各界隈の有識者が同じ結論に至るの好き
最近混じる変な臭い。
その時は決まって遅くなる。
久しぶりにゆるんだ顔は、ボクじゃない誰かが引き出したもの。
問い詰めたい気持ちをグッと抑えて、いつもの顔を張り付ける。
大丈夫、いつものエイタ。
お願いはちゃんと守ってくれてる。
だから、心配いらない。
このまま何事もなく今日を終えて、変わらない毎日が過ぎていくんだ。
自主練をサボった日のこと。
すぐ止みそうな、ちょっと肌を湿らす雨。
"風邪ひいちゃう〜"なんてか弱い乙女を演じてみせ、ごく自然と肩を寄せる。
二人だけの時間。
中身のない会話。
時折見せる暗い顔。
エイタが頼ってくれるなら、ボクなんだって出来ちゃうんだよ?
学校に着いたら、ドキドキはおしまい。
傘を畳むエイタの肩。
雨粒を手で払ってあげて、背が伸びたと成長を知って。大きくなったねとおばさんみたいな感想に一人ショックを受ける。
気を使いすぎて心が老けてきてる? やややまさか。疲れは顔に出るって聞くし……大丈夫だよね? ボクまだ若いし。
薄暗い玄関。人影はない。ジメっとしたこんな日でも、不思議とボクの気分は……さっきまで心地よかった。
こんな日に限って、コツツミさんとばったり出くわす。
はぁ、またエイタが思い詰めちゃう。
もう立ち去る寸前に、挨拶すべきか悩んでいると、エイタがコツツミさんを見つめ立ち尽くす。

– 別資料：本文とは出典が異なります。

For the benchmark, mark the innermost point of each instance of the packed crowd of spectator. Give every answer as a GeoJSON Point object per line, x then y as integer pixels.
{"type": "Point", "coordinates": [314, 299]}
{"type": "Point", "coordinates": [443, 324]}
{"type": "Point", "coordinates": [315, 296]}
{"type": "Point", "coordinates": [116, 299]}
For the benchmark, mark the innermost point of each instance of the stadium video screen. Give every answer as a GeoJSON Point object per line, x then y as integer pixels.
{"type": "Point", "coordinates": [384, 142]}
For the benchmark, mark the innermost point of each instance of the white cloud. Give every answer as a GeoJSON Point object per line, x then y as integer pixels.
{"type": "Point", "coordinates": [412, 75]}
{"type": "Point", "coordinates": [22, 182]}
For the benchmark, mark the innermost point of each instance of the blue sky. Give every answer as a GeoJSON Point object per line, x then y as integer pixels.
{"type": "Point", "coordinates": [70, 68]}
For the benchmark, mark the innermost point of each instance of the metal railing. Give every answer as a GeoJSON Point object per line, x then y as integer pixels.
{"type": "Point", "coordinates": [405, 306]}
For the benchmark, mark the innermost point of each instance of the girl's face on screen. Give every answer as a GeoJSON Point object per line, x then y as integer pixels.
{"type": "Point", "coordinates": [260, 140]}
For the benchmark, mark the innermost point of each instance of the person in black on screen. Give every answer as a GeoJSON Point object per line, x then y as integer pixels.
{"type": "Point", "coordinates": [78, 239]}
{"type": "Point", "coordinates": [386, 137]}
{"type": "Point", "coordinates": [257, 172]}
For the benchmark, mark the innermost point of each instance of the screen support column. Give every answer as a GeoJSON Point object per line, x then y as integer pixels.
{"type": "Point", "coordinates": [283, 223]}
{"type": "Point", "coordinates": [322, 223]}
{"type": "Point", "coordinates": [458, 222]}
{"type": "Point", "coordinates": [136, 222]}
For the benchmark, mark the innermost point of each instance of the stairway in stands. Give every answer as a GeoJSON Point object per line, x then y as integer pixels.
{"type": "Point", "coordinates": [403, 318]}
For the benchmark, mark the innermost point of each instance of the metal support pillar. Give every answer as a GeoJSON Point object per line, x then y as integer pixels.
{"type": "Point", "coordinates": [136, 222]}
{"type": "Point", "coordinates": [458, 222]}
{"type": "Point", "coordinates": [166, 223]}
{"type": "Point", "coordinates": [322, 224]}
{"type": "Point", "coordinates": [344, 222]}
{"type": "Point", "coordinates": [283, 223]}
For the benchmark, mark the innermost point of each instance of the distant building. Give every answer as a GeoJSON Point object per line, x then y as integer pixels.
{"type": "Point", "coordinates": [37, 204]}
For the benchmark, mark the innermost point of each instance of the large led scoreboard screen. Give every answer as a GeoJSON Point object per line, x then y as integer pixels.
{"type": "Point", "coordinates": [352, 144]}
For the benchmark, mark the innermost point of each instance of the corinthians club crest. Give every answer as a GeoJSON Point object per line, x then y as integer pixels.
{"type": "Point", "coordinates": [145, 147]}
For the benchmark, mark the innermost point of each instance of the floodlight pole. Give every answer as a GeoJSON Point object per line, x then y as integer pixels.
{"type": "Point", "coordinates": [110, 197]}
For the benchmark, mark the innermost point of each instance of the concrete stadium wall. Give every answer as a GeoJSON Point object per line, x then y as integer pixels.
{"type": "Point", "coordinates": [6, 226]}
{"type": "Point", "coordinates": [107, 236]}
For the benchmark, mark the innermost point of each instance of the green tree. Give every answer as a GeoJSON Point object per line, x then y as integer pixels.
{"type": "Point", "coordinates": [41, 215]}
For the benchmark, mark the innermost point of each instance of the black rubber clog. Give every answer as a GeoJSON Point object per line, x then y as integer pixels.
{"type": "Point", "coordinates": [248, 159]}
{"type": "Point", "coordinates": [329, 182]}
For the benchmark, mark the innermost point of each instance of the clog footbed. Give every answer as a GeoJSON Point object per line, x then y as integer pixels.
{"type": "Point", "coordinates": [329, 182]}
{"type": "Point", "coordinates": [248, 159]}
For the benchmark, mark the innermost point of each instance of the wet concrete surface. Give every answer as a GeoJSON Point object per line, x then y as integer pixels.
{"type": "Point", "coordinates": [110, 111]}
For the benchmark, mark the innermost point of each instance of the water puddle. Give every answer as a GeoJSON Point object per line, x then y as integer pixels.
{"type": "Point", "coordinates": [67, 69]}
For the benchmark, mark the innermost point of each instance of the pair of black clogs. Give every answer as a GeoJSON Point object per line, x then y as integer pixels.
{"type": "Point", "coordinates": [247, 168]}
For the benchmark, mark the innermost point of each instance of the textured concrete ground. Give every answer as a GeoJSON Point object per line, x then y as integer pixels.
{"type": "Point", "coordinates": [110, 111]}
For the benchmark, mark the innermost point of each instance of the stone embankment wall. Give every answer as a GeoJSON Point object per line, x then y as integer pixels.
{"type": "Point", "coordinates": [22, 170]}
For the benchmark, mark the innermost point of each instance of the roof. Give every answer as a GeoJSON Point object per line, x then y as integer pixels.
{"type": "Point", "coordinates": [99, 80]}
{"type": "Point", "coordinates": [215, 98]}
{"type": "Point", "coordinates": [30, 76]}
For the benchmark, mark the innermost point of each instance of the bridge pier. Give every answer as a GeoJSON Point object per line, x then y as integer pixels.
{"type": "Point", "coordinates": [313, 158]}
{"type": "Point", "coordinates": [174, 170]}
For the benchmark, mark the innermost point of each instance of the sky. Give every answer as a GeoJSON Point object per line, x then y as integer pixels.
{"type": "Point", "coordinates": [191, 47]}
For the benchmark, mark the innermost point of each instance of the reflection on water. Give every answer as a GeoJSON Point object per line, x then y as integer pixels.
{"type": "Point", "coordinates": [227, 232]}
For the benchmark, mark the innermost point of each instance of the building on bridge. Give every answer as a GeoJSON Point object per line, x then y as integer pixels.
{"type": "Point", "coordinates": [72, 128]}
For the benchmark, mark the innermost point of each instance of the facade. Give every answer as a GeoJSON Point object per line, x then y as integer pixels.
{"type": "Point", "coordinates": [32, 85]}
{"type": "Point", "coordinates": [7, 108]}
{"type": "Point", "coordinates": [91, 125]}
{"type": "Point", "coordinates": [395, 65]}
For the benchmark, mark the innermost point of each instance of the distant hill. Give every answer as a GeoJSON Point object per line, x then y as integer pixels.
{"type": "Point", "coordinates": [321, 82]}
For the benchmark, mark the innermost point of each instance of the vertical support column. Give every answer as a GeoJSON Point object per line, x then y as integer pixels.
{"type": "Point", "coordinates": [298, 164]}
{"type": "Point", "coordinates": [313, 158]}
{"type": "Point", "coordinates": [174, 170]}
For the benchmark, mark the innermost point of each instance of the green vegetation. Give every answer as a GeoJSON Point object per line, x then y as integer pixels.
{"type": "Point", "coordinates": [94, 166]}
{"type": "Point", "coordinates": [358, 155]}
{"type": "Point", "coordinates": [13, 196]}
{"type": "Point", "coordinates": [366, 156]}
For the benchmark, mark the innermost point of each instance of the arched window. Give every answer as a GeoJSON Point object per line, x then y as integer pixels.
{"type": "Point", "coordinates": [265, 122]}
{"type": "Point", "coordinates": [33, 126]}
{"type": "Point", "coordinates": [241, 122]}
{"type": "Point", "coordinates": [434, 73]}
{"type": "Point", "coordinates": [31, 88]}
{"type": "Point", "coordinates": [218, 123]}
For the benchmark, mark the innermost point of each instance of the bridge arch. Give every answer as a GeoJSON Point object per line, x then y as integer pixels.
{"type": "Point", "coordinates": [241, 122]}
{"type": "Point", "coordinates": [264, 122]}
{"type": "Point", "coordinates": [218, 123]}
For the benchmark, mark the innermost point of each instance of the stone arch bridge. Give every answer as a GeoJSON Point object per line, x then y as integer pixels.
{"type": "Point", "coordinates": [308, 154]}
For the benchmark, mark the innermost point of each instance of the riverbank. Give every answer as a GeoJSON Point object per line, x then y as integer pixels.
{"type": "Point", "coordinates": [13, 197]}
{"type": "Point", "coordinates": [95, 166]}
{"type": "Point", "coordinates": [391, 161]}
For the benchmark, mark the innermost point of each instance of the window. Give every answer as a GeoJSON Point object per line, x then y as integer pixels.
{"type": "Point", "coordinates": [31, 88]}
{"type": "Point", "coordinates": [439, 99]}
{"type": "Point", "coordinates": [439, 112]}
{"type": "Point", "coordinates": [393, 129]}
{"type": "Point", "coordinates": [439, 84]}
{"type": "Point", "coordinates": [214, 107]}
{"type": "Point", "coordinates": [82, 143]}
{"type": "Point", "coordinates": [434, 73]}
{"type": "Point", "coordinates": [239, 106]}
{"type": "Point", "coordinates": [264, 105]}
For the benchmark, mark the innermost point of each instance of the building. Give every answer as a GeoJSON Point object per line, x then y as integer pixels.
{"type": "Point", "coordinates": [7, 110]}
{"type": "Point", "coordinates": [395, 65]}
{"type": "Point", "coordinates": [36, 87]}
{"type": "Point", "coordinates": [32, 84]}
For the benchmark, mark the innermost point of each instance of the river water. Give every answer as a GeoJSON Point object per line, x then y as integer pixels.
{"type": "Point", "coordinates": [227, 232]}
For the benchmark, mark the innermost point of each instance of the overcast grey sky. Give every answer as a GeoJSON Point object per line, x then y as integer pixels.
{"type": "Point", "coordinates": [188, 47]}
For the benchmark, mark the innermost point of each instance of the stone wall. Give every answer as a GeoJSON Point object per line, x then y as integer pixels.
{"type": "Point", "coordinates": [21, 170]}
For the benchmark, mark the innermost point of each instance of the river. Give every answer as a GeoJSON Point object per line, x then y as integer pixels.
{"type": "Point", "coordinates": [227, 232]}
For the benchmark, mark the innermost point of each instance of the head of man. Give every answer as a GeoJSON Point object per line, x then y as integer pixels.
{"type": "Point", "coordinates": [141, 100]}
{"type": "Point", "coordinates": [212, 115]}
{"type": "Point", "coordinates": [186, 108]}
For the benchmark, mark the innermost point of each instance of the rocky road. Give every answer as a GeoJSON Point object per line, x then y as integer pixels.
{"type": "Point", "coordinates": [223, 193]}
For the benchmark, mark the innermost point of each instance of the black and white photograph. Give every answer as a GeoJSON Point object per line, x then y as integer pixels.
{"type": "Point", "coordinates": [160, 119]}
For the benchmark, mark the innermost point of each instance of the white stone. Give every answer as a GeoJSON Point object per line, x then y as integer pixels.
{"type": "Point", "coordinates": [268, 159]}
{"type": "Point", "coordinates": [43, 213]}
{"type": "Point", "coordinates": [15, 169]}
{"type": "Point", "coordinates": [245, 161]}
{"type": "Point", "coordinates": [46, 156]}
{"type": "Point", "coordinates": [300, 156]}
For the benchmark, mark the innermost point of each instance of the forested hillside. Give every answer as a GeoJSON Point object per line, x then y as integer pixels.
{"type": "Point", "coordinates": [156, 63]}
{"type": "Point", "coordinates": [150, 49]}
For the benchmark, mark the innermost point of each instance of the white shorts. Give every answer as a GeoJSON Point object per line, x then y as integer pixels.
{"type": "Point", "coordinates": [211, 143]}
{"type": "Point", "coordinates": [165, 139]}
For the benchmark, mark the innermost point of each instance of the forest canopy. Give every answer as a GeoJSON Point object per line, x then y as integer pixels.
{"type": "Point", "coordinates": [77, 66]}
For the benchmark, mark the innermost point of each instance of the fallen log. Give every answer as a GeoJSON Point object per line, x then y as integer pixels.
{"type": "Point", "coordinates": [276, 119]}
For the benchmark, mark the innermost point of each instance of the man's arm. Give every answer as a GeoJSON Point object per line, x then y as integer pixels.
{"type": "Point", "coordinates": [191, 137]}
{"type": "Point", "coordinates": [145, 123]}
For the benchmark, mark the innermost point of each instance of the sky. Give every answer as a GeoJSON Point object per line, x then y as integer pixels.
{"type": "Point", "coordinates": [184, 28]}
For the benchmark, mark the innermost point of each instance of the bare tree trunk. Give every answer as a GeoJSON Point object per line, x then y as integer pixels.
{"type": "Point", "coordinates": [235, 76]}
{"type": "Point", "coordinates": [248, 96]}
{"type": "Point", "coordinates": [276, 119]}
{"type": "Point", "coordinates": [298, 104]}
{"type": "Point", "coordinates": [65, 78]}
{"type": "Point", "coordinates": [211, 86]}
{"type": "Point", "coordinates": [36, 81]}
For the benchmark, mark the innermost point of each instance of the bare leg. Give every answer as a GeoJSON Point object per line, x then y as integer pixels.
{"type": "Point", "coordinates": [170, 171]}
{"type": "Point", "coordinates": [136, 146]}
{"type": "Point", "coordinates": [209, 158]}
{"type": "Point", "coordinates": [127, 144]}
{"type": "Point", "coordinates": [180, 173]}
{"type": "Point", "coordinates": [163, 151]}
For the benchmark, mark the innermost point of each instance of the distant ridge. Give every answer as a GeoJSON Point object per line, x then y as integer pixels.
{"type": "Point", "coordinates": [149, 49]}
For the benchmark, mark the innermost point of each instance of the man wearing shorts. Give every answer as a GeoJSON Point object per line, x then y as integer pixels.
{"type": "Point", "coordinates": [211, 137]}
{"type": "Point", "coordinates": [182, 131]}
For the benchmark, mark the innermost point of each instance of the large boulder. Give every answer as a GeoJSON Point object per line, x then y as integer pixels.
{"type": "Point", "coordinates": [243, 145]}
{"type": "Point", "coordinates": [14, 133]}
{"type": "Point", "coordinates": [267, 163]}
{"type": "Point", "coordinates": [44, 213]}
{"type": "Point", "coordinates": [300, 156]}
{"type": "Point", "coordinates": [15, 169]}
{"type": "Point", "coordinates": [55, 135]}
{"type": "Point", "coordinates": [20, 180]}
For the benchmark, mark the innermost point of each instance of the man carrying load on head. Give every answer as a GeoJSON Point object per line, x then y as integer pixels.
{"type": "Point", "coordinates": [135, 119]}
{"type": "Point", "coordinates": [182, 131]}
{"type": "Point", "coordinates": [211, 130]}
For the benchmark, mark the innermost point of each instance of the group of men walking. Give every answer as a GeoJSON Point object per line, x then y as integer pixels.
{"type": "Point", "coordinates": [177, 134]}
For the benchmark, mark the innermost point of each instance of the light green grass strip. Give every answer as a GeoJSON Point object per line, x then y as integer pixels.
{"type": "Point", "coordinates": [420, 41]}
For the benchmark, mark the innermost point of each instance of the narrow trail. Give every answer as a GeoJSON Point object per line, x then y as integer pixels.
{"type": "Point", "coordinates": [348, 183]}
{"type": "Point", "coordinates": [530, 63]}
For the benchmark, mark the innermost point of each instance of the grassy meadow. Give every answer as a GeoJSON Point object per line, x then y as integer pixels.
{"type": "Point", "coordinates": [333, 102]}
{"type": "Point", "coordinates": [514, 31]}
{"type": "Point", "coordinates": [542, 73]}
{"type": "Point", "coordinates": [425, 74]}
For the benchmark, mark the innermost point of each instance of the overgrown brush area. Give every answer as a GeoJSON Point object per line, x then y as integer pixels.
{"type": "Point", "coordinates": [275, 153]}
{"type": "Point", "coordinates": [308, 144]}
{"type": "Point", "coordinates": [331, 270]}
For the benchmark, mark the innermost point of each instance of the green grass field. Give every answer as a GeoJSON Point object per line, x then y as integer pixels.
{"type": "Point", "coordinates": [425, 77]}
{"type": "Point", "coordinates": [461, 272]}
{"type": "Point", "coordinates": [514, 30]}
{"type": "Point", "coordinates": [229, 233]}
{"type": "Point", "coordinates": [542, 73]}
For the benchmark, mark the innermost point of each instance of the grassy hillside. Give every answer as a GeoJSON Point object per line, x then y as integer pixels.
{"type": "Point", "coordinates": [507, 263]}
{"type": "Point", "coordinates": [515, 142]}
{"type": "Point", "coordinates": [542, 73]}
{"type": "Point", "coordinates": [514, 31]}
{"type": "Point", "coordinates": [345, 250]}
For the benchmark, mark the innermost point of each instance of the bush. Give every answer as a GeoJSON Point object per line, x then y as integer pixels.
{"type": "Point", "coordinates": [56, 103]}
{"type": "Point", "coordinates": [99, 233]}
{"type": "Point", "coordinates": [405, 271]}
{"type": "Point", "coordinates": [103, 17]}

そんな姿に肩を落とし、呼び掛けようした肩越しから、蚊の鳴くような声。
え? なになになになに? 怖いんだけど。
何がしたいの?
挨拶でもしたいの?
……それでエイタの気が済むならすれば良いんじゃない?
なんでわざわざ自分から傷つきにいくんだろう。
そんなことしても何も出来ないのに。
かわいそうな自分に酔ってる?
おばさんとかに相談した方がいいのかなぁ。
ボクにだって我慢の限界くらいあるのに。
振り返ったコツツミさん。
あくびが出るくらい退屈な時間が流れて、コツツミさんは去っていった。
??????????
……ほんっとわけわかんない。
成績が落ちても焦ってる様子はなかった。
このごろノートに何かを書き込んでブツブツと気味が悪い。
本気で誰かに診てもらった方がいいのかもしれない。追い詰められておかしくなってるのかなぁ。
冗談ナシに、もしそんなことになってたら?
……その時は、またボクがエイタを支えてあげなきゃ。
迷っているような、助けを求めるような、救いを求めるような表情をするエイタの肩を押し。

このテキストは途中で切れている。